Note that in the following we use the definition \[ f(x)=1/\lambda \exp(-x/\lambda) \] for the exponential. So the best estimator for the rate (the maximum likelihood estimator) is \(\overline X\).

Say we have the following problem: we have a data set, in expdata, which we suspect is from an exponential distribution. How can we make sure of that? First off we need to do a few checks:

Graphical

First we draw the histogram and the empirical cdf, both with the respective exponential curves, using the sample mean as the rate.

n <- length(expdata)
lambdahat <- mean(expdata)
hist(expdata, 25, freq = FALSE, main = "")
f <- function(x) 1/lambdahat*exp(-x/lambdahat)
curve(f, 0, max(expdata), 
      lwd=2, col="blue", add = TRUE)

plot(ecdf(expdata))
F <- function(x) 1-exp(-x/lambdahat)
curve(F, 0, max(expdata), 
      lwd=1, col="blue", add = TRUE)

The curves appear to be close, but it is difficult to tell just how close.

Testing

Next we carry out some hypothesis tests, with \(H_0: X_i \sim\) Exponential

Chisquare

The data is continuous, so we need to bin it.
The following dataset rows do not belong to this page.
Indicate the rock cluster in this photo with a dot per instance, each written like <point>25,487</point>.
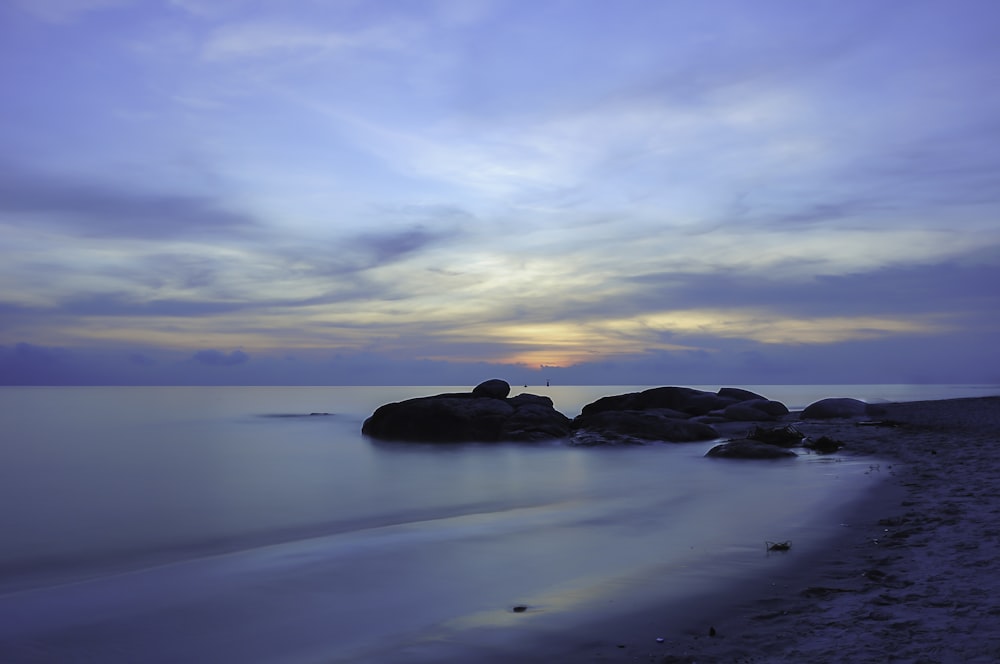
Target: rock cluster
<point>674,414</point>
<point>485,414</point>
<point>660,414</point>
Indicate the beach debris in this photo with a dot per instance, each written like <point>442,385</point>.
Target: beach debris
<point>879,423</point>
<point>823,445</point>
<point>749,449</point>
<point>786,436</point>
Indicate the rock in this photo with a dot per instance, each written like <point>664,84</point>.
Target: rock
<point>493,388</point>
<point>533,421</point>
<point>638,426</point>
<point>689,401</point>
<point>674,398</point>
<point>825,409</point>
<point>823,445</point>
<point>749,449</point>
<point>786,436</point>
<point>737,394</point>
<point>744,412</point>
<point>469,417</point>
<point>441,418</point>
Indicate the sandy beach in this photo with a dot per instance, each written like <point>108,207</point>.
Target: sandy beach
<point>912,579</point>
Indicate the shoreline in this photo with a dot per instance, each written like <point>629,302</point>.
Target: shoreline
<point>912,577</point>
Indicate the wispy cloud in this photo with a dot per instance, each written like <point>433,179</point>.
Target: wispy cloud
<point>97,209</point>
<point>60,11</point>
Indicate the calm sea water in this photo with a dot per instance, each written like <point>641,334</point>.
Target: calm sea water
<point>229,524</point>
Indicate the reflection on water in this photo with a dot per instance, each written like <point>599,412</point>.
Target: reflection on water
<point>266,538</point>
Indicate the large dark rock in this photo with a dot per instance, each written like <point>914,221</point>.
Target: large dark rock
<point>468,417</point>
<point>826,409</point>
<point>749,449</point>
<point>493,388</point>
<point>673,414</point>
<point>638,426</point>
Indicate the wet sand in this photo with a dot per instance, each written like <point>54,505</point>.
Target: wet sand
<point>913,578</point>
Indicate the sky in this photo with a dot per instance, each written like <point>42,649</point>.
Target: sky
<point>437,192</point>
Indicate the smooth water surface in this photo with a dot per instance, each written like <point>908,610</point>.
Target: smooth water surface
<point>259,524</point>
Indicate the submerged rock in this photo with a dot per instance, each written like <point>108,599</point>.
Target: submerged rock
<point>673,414</point>
<point>637,426</point>
<point>749,449</point>
<point>836,407</point>
<point>467,417</point>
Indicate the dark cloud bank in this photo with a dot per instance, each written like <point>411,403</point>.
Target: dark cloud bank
<point>967,358</point>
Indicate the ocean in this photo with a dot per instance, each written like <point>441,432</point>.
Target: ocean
<point>169,524</point>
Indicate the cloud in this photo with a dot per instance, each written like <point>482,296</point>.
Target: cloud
<point>62,11</point>
<point>214,358</point>
<point>98,210</point>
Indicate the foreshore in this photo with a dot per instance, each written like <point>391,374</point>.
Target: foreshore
<point>913,577</point>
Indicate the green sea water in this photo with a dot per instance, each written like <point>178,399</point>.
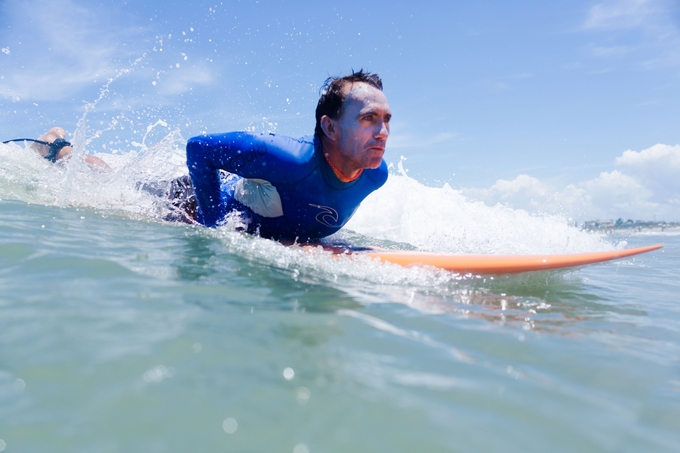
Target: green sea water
<point>123,333</point>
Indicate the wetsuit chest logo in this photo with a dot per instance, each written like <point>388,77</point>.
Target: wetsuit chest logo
<point>327,215</point>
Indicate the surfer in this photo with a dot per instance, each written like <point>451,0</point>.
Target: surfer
<point>297,189</point>
<point>283,188</point>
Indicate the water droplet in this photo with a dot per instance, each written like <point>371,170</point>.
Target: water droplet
<point>288,373</point>
<point>301,448</point>
<point>230,425</point>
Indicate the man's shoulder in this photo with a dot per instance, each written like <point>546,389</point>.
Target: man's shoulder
<point>377,175</point>
<point>245,138</point>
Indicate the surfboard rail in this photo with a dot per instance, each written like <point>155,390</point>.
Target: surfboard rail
<point>502,264</point>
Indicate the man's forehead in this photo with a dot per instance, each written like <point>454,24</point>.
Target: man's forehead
<point>364,94</point>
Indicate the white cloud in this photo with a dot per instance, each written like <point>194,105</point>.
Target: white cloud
<point>622,14</point>
<point>64,48</point>
<point>641,29</point>
<point>647,186</point>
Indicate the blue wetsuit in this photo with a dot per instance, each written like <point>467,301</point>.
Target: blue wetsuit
<point>285,186</point>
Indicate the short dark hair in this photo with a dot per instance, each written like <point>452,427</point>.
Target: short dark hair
<point>333,95</point>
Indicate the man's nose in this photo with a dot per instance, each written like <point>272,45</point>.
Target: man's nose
<point>383,131</point>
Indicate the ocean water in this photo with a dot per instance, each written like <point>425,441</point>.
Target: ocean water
<point>120,332</point>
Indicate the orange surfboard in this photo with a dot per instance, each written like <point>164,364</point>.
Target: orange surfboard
<point>501,264</point>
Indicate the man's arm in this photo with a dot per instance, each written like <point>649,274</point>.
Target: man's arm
<point>273,158</point>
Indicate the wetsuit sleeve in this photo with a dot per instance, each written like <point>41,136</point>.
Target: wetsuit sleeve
<point>276,159</point>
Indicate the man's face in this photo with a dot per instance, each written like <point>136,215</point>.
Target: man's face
<point>364,126</point>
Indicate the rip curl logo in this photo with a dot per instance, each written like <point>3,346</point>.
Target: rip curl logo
<point>239,160</point>
<point>327,215</point>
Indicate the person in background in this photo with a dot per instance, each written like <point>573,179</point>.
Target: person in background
<point>65,153</point>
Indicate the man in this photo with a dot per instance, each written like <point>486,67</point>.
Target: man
<point>65,150</point>
<point>298,189</point>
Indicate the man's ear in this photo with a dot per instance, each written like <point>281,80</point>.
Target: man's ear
<point>328,127</point>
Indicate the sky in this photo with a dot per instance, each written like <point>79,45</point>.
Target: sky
<point>569,107</point>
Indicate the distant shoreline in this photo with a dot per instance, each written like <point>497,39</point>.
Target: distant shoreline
<point>611,226</point>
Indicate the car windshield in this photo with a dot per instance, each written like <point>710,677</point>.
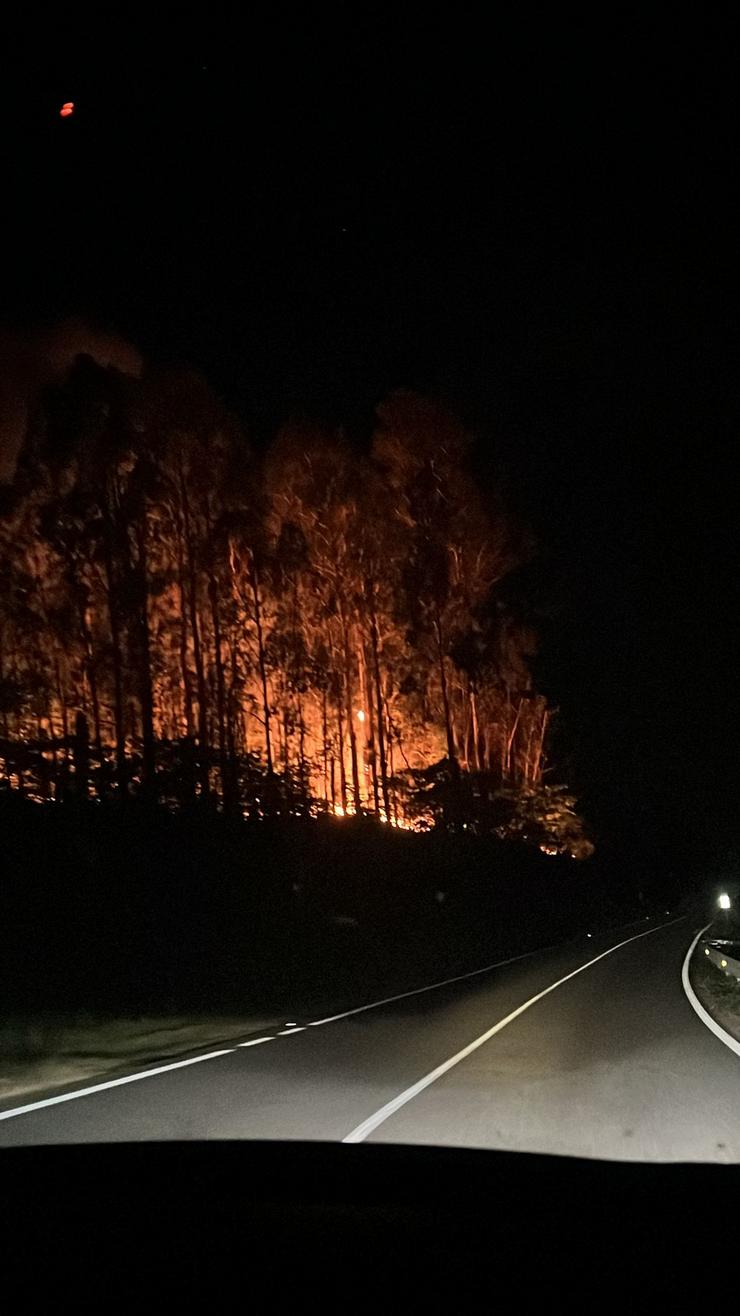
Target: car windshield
<point>368,702</point>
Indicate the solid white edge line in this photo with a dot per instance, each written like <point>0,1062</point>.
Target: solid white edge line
<point>371,1123</point>
<point>112,1082</point>
<point>389,1000</point>
<point>695,1003</point>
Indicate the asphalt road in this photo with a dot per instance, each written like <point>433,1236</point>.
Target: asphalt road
<point>610,1062</point>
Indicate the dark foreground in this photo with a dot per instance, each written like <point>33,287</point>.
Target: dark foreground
<point>217,1221</point>
<point>611,1063</point>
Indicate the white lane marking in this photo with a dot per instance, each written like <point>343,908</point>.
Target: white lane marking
<point>112,1082</point>
<point>694,1000</point>
<point>371,1123</point>
<point>387,1000</point>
There are a number of decisions we need to make, all of them might influence the outcome of the test:

what type of bins? Let’s use adaptive binning (about equally many observations in each bin)
how many bins? Let’s pick 10, not for any good reason at all!

nbins <- 10
bins <- c(0, quantile(expdata, prob = (1:(nbins - 1))/nbins), max(expdata) + 1)
O <- hist(expdata, breaks = bins, plot = FALSE)$counts
E <- length(expdata)*diff(F(bins))
chisq <- sum((O - E)^2/E)
out <- round(c(chisq, 1 - pchisq(chisq, nbins - 2)), 4)
names(out) <- c("Chisquare", "p-value")
out

## Chisquare   p-value 
##    5.5197    0.7009

KS test

Here the main problem is that we have to estimate the rate \(\lambda\), so the calculation of the p-value done by ks.test is no good.
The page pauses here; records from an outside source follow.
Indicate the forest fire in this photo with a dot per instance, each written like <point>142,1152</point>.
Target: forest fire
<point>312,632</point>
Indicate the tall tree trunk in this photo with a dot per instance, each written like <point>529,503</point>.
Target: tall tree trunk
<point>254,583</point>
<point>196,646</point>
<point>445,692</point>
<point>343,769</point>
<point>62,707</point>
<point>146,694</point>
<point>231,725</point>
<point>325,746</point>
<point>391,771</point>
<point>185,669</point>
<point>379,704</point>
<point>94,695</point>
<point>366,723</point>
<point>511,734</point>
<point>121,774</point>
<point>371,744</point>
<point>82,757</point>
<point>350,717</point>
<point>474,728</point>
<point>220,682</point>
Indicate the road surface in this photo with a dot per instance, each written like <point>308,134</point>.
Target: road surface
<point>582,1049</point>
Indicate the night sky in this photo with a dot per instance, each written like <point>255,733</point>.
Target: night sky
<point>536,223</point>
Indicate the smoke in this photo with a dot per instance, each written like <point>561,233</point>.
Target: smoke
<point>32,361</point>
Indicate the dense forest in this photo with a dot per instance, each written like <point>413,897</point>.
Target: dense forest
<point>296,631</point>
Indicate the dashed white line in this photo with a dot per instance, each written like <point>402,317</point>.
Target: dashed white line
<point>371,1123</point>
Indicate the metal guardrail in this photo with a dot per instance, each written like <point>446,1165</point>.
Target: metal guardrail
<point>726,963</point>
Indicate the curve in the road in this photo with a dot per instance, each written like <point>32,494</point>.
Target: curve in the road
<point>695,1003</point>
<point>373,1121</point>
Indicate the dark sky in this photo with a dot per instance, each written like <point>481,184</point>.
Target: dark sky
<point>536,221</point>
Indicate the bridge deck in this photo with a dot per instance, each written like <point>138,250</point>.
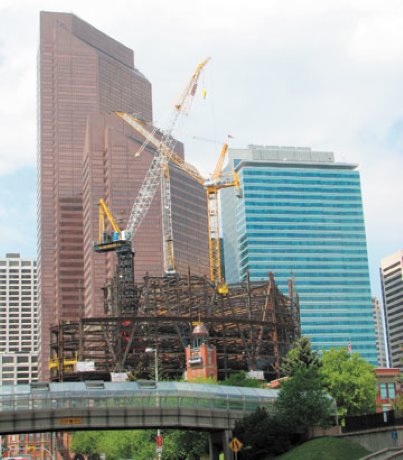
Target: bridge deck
<point>103,405</point>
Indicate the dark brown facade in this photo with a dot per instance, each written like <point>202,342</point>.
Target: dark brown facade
<point>85,153</point>
<point>112,171</point>
<point>81,71</point>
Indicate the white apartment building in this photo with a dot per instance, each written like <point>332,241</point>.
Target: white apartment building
<point>379,332</point>
<point>392,291</point>
<point>18,320</point>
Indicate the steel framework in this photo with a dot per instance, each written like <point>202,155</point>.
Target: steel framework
<point>252,327</point>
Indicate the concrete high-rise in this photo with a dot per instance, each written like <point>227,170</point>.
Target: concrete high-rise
<point>18,320</point>
<point>392,291</point>
<point>379,332</point>
<point>301,215</point>
<point>84,74</point>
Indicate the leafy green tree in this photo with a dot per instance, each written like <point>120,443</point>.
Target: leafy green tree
<point>350,380</point>
<point>85,442</point>
<point>300,356</point>
<point>240,379</point>
<point>303,402</point>
<point>189,445</point>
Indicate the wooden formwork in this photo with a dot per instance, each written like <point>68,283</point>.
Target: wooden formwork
<point>252,328</point>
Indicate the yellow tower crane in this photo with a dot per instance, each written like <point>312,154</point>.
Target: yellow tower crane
<point>217,181</point>
<point>120,241</point>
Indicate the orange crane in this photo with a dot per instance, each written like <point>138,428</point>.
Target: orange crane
<point>217,180</point>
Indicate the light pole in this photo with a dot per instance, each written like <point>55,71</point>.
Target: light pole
<point>155,351</point>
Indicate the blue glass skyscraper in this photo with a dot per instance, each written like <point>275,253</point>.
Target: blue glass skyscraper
<point>301,216</point>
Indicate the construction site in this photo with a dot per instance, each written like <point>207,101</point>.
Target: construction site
<point>252,328</point>
<point>252,325</point>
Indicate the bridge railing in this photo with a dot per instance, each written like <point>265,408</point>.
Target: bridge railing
<point>143,399</point>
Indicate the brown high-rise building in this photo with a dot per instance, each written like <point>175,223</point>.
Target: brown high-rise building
<point>85,153</point>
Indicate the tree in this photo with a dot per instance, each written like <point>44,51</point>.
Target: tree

Instead we will use simulation as follows:

Generate x’ <- rexp(500, \(\overline X\))
find KS statistic for x’, using 1/mean(x’) as rate
repeat 1000 times
p-value is percentage of simulated KS statistics greater than that of data.
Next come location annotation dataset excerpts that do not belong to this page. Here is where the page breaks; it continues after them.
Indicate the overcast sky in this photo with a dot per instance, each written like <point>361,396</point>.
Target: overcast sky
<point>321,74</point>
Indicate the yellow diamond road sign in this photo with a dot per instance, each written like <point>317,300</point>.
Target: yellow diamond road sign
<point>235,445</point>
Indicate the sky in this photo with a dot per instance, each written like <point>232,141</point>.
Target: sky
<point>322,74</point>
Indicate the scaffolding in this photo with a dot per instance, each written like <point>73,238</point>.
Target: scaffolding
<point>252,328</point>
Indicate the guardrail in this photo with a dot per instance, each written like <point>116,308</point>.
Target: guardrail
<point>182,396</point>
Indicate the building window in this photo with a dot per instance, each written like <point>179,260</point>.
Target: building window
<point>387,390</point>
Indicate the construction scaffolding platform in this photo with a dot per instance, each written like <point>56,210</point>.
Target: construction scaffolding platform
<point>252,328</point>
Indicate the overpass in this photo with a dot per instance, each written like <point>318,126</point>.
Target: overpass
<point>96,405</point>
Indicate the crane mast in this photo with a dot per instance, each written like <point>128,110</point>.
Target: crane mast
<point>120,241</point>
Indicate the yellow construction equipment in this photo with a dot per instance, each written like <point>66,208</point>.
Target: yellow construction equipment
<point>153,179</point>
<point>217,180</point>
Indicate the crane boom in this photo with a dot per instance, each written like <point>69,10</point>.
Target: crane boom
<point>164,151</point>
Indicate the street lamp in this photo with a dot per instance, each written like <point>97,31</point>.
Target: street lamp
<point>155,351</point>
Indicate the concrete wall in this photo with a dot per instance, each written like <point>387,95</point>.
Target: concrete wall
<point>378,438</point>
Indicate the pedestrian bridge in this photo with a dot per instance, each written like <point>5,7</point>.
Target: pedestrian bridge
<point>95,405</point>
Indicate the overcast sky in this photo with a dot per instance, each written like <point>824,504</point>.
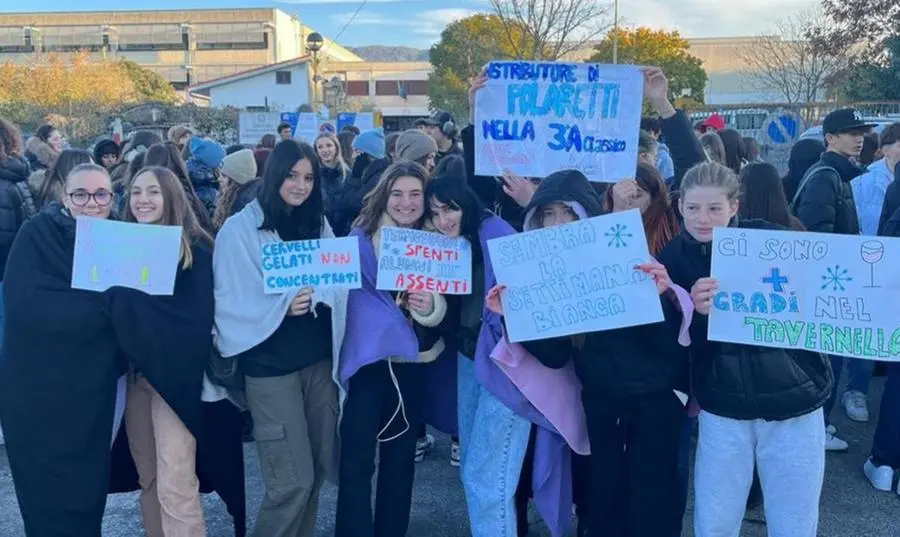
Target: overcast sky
<point>418,23</point>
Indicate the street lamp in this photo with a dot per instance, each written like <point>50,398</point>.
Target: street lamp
<point>314,42</point>
<point>616,33</point>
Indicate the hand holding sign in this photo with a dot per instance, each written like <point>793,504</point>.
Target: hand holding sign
<point>659,274</point>
<point>518,188</point>
<point>656,89</point>
<point>301,303</point>
<point>493,299</point>
<point>702,293</point>
<point>421,303</point>
<point>477,83</point>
KS.data <- ks.test(expdata, "pexp", rate = lambdahat)$statistic
KS.sim <- rep(0, 1000)
for(i in 1:1000) {
    x.prime <- rexp(n, lambdahat)
    KS.sim[i] <- ks.test(x.prime, "pexp", rate = 1/mean(x.prime))$statistic
}
out <- round(c(KS.data, length(KS.sim[KS.sim > KS.data])/1000), 4)
names(out) <- c("KS.test", "p-value")
out

## KS.test p-value 
##  0.4905  0.0000

Now we have a problem: the chisquare test says the data may well be from an exponential rv (p-value=0.701) whereas the KS test says no (p-value=0.000). Who do we believe?

Power Study

What we need to do is a study of the power of these tests. That is we need to answer the question: if the data is not from an exponential distribution, how likely are these tests to tell us? The idea is simple: generate data from a rv not exponential, and see what the tests say. In practice, though this is very difficult, there are unaccountably many distributions to pick from. In real live we need to decide which distribution(s) we are most worried about, and test against those. Let’s say we worry about the data really being from a gamma distribution, after all, the exponential is a special case of the gamma. So we will do the following:

generate \(X \sim \text{Gamma} (\alpha, \beta)\)
find the p-values of the chisquare and the KS-test for X, just as above
repeat many times and check the percentage the tests reject the null hypothesis.

Now if \(\alpha=1\), \(H_0\) is true and the powers should be around 0.05, the farther away from 1, the closer to 1 the powers should be. In the next graph we have the power curves:

So we see that the KS test has greater power against a Gamma alternative, so if that is what we are worried about we should indeed reject the null hypothesis.